Еще недавно на корабле был в разгаре ремонт. Сверла с яростным жужжанием вгрызались в металл, на палубе гремели железные листы, сновали матросы и рабочие. Теперь все вымерло. Лишь густой хвост грязновато-серого дыма медленно тянулся в небо. Человек посторонний не догадался бы, откуда берется этот дым, но часовой знал, что там, по другую сторону крейсера, стоит старая калоша с промасленной и черной от угля палубой пароход-отопитель. Его подогнали к "Авроре" на время ремонта.
Вымер и Франко-русский завод. Его трубы, простертые в низкое зимнее небо, не дымили третий день. Не дышат. Баста!
Из заводских ворот с самого утра не вышел ни один рабочий. Часовой, притопывая на морозе, иногда поглядывал на высокие и массивные ворота, у которых появились солдаты в серых папахах. Пока с ними был офицер, они чинно стояли на своем посту. Но офицеру, очевидно, надоело мерзнуть, и он удалился под крышу. Солдаты сбились в кучу, о чем-то оживленно переговариваясь.

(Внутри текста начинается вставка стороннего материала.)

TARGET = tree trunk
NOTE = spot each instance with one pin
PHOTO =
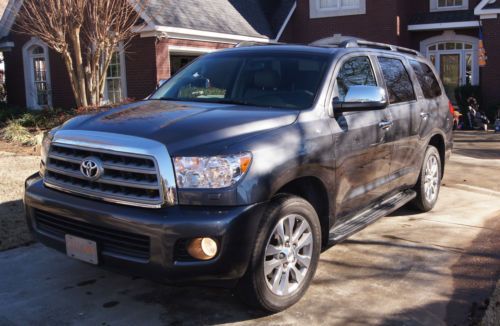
(77, 49)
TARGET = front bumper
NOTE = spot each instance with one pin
(166, 228)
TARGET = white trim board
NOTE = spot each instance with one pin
(453, 25)
(435, 8)
(197, 35)
(285, 23)
(28, 73)
(177, 49)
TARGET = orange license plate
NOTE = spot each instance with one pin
(81, 249)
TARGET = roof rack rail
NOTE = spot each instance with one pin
(340, 41)
(255, 43)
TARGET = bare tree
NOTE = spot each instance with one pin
(86, 33)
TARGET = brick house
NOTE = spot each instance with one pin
(446, 31)
(175, 32)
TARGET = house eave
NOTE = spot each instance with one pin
(486, 13)
(6, 46)
(196, 35)
(443, 26)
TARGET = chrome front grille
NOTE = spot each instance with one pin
(127, 178)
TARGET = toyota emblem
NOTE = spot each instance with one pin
(91, 168)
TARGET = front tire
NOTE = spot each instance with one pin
(429, 181)
(285, 255)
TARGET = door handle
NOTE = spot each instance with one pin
(385, 125)
(425, 115)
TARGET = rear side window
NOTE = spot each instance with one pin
(397, 80)
(427, 79)
(354, 72)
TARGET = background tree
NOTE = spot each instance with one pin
(85, 33)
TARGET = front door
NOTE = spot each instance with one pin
(362, 154)
(450, 72)
(456, 62)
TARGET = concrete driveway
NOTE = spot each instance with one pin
(426, 269)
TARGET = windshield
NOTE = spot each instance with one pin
(279, 80)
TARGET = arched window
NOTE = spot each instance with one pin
(37, 74)
(455, 57)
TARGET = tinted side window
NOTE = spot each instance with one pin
(354, 72)
(427, 79)
(397, 80)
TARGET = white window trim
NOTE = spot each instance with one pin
(438, 26)
(486, 13)
(29, 78)
(123, 77)
(316, 12)
(450, 36)
(435, 7)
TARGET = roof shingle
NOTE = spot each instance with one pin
(256, 18)
(443, 17)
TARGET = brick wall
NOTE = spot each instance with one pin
(490, 75)
(148, 62)
(140, 63)
(380, 26)
(62, 95)
(14, 72)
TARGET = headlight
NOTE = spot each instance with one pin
(211, 172)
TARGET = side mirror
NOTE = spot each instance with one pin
(361, 98)
(162, 82)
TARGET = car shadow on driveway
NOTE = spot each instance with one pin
(13, 229)
(475, 275)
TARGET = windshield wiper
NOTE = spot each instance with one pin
(231, 101)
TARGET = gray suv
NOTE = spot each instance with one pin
(247, 164)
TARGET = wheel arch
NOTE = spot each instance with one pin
(438, 141)
(314, 191)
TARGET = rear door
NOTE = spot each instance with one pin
(362, 154)
(406, 107)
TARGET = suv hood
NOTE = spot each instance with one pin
(186, 126)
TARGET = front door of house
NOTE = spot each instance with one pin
(450, 72)
(456, 63)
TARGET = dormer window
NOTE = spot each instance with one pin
(448, 5)
(333, 8)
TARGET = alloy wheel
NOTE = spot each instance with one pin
(431, 179)
(288, 255)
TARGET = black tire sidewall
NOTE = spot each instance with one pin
(283, 206)
(422, 201)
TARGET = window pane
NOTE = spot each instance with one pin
(468, 69)
(397, 80)
(40, 80)
(356, 71)
(339, 4)
(350, 3)
(113, 79)
(426, 78)
(277, 80)
(329, 4)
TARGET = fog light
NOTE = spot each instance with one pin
(202, 248)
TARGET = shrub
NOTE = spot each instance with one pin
(8, 113)
(14, 132)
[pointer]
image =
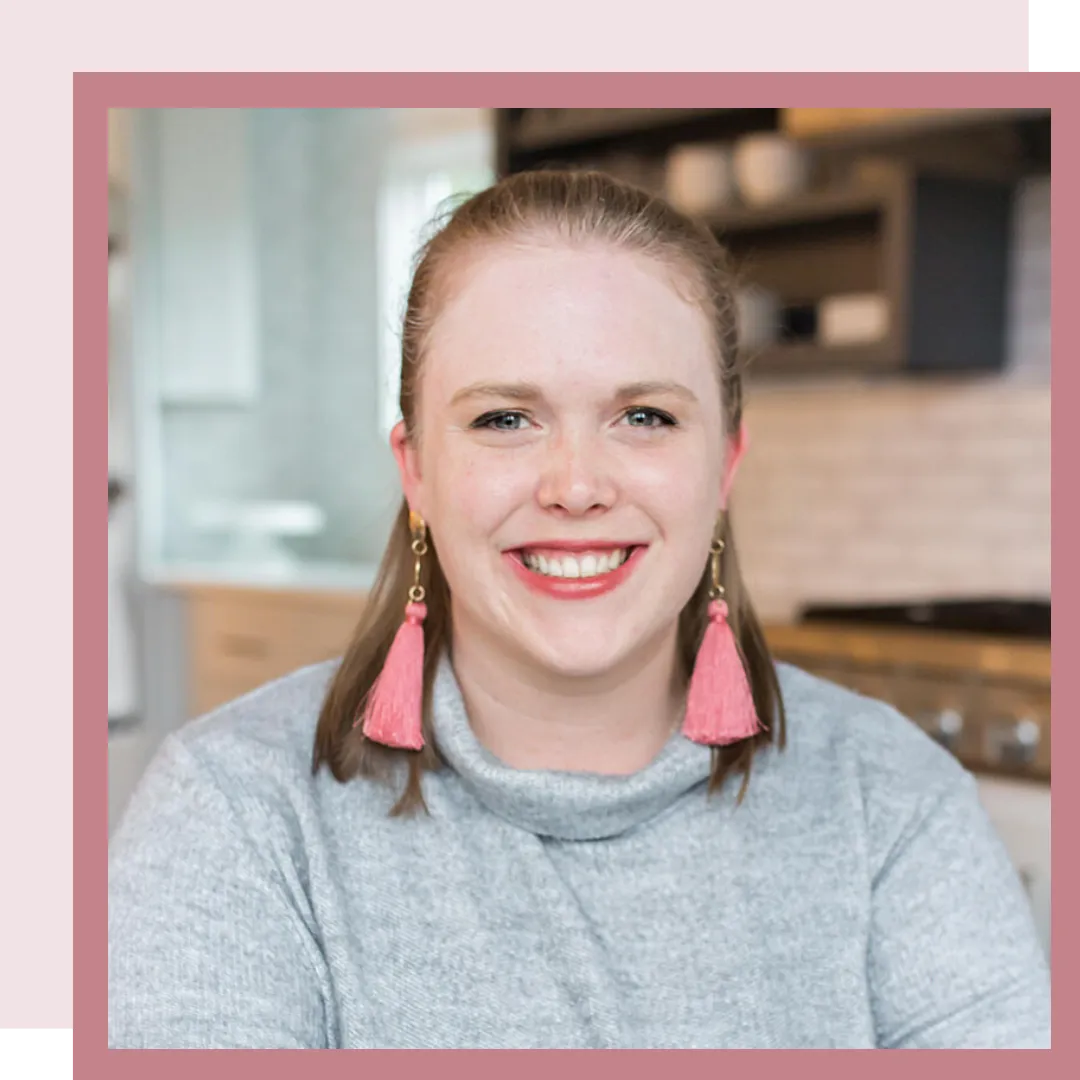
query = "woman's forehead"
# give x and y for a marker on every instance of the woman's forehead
(544, 311)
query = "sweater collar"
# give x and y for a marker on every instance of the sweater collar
(567, 806)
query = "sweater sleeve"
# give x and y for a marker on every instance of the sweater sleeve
(207, 947)
(955, 960)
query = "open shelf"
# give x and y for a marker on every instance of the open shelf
(808, 358)
(547, 129)
(815, 206)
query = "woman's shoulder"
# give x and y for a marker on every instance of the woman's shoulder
(848, 739)
(253, 755)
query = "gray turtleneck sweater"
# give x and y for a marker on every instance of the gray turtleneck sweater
(856, 899)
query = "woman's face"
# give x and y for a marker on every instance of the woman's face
(569, 422)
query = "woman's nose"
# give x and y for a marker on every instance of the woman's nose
(576, 477)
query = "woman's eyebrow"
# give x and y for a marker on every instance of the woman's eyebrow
(530, 392)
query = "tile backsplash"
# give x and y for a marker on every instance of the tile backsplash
(903, 489)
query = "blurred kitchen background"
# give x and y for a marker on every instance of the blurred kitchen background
(893, 510)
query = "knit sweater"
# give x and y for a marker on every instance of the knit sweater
(858, 896)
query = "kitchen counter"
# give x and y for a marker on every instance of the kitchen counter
(349, 578)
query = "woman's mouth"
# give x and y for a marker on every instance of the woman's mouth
(578, 574)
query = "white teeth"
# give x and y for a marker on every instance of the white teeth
(588, 566)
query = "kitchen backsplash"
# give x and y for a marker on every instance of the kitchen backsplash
(903, 489)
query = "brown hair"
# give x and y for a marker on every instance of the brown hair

Время тянулось и тянулось. Солдаты уже побелели от снега.
Час или два назад по трапу прошел мичман Поленов. Он возвращался из города. Мичман шел торопливо, погруженный в свои мысли, оставляя на трапе отчетливую цепочку тяжелых шагов. Следы постепенно завьюжило, сгладило. Сколько же прошло времени?

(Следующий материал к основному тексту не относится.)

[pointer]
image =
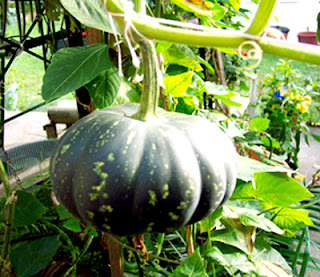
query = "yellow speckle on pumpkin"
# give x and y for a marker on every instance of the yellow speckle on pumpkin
(166, 191)
(111, 157)
(153, 197)
(93, 196)
(149, 228)
(173, 216)
(65, 148)
(105, 208)
(90, 214)
(131, 137)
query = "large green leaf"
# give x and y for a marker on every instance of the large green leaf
(263, 254)
(91, 13)
(279, 190)
(250, 217)
(291, 219)
(177, 85)
(234, 237)
(74, 67)
(104, 88)
(29, 259)
(28, 209)
(176, 55)
(192, 267)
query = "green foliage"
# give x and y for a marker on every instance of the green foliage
(29, 259)
(79, 67)
(285, 103)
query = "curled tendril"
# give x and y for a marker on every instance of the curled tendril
(253, 54)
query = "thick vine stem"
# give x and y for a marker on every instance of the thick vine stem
(153, 29)
(11, 199)
(261, 18)
(150, 93)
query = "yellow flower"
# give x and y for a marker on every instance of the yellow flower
(291, 95)
(302, 107)
(299, 177)
(298, 97)
(307, 99)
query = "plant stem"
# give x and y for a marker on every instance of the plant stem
(212, 37)
(150, 93)
(9, 220)
(83, 251)
(261, 18)
(135, 250)
(68, 241)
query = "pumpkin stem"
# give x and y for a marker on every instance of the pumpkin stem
(150, 92)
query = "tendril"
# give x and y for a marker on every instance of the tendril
(253, 54)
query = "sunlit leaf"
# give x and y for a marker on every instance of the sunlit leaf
(235, 4)
(104, 88)
(259, 123)
(279, 190)
(30, 258)
(264, 254)
(72, 68)
(292, 219)
(199, 7)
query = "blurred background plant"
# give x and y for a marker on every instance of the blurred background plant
(285, 99)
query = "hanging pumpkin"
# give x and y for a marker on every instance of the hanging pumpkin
(134, 169)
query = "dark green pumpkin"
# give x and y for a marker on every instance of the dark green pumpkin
(133, 169)
(126, 176)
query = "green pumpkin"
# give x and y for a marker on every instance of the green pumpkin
(150, 172)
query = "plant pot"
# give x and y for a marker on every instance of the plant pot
(308, 37)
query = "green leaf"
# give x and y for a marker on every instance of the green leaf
(127, 94)
(29, 259)
(63, 213)
(175, 55)
(104, 88)
(251, 218)
(292, 219)
(214, 255)
(259, 123)
(72, 68)
(73, 225)
(279, 190)
(226, 99)
(316, 137)
(177, 85)
(197, 7)
(90, 13)
(28, 209)
(208, 223)
(235, 4)
(248, 167)
(232, 237)
(263, 253)
(192, 267)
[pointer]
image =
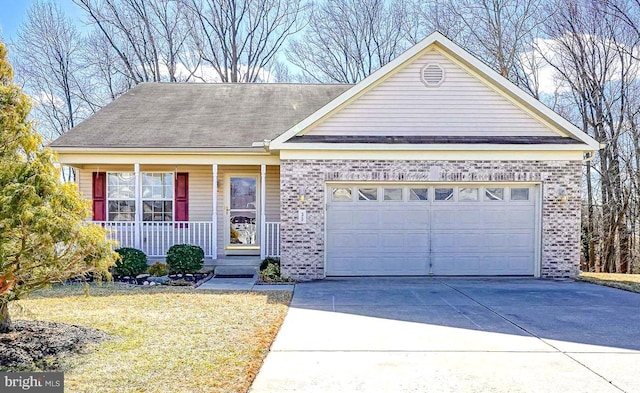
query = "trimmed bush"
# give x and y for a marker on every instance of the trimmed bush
(158, 269)
(269, 260)
(185, 258)
(270, 271)
(131, 262)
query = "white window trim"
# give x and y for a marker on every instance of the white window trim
(172, 199)
(119, 199)
(143, 199)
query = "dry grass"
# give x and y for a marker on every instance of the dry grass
(628, 282)
(166, 339)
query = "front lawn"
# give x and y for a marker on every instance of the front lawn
(165, 339)
(628, 282)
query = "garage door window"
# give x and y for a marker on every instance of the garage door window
(393, 194)
(341, 195)
(367, 194)
(519, 194)
(444, 194)
(494, 194)
(418, 194)
(466, 194)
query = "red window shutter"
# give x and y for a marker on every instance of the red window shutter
(99, 196)
(182, 197)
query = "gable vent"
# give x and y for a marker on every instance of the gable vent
(432, 75)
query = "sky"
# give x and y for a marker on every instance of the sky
(13, 12)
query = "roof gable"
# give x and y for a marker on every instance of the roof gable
(472, 100)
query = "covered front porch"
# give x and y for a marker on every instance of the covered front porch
(229, 210)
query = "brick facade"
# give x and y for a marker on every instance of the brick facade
(302, 253)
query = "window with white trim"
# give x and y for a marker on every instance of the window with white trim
(157, 196)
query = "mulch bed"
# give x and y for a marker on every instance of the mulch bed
(39, 346)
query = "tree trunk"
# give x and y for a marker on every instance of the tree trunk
(5, 321)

Морозные крупинки по-прежнему плясали перед глазами, ноги словно ступали по скрипучему, битому стеклу. И вдруг томительное однообразие разорвал лязг железных задвижек: заколыхались высокие ворота, пропуская взвод солдат. Офицер что-то быстро и запальчиво прокричал им. От взвода отделились человек десять. Впереди, придерживая шашку, побежал фельдфебель, за ним - солдаты, и через несколько мгновений исчезли в снежной кутерьме, взвихренной порывом ветра.
В кают-компании мичман Поленов отхлебывал круто заваренный чай и рассказывал офицерам о событиях в Петрограде. Улицы запружены народом. Ни проехать, ни пройти. Хоть на аэростате подымайся.
Чеслав Федорович Малышевич, инженер-механик, человек невозмутимый, равнодушный к политике, всецело отдавшийся ремонту крейсера, удивлялся: "А чего народ желает?"
Винтер, старший артиллерист, пытался выяснить, что видел мичман Поленов, что слышал.
Поленов рассказал: дома у них воду запасают - ванна полная. По телефону непрерывно звонки от знакомых: "Что нового?" Все чего-то ждут. Слухи - только рот открывай пошире: войска вызваны, градоначальник полицию пулеметами вооружает. На Невском, где всегда праздная публика жуировала, сейчас рабочая масса затопила проспект, как в половодье. И гул несется: "Леба-а-а, леба-а-а". Хлеба требуют. Голод людей вывел на улицы.
Гардемарин Соколов со строгим, суженным к подбородку лицом если высказывался, то неизменно касался самой сути событий:
- Шутка ли, миллионы мужчин в окопах. Крестьянин в поле не пашет... Вот и остались без хлеба. Довоевались! Разве вы не видели, господа, что весь Питер очередями опоясан? А сколько хлебных лавок, как штормом, смыло? Разнесли их в щепки, в пух и прах. Голод не тетка!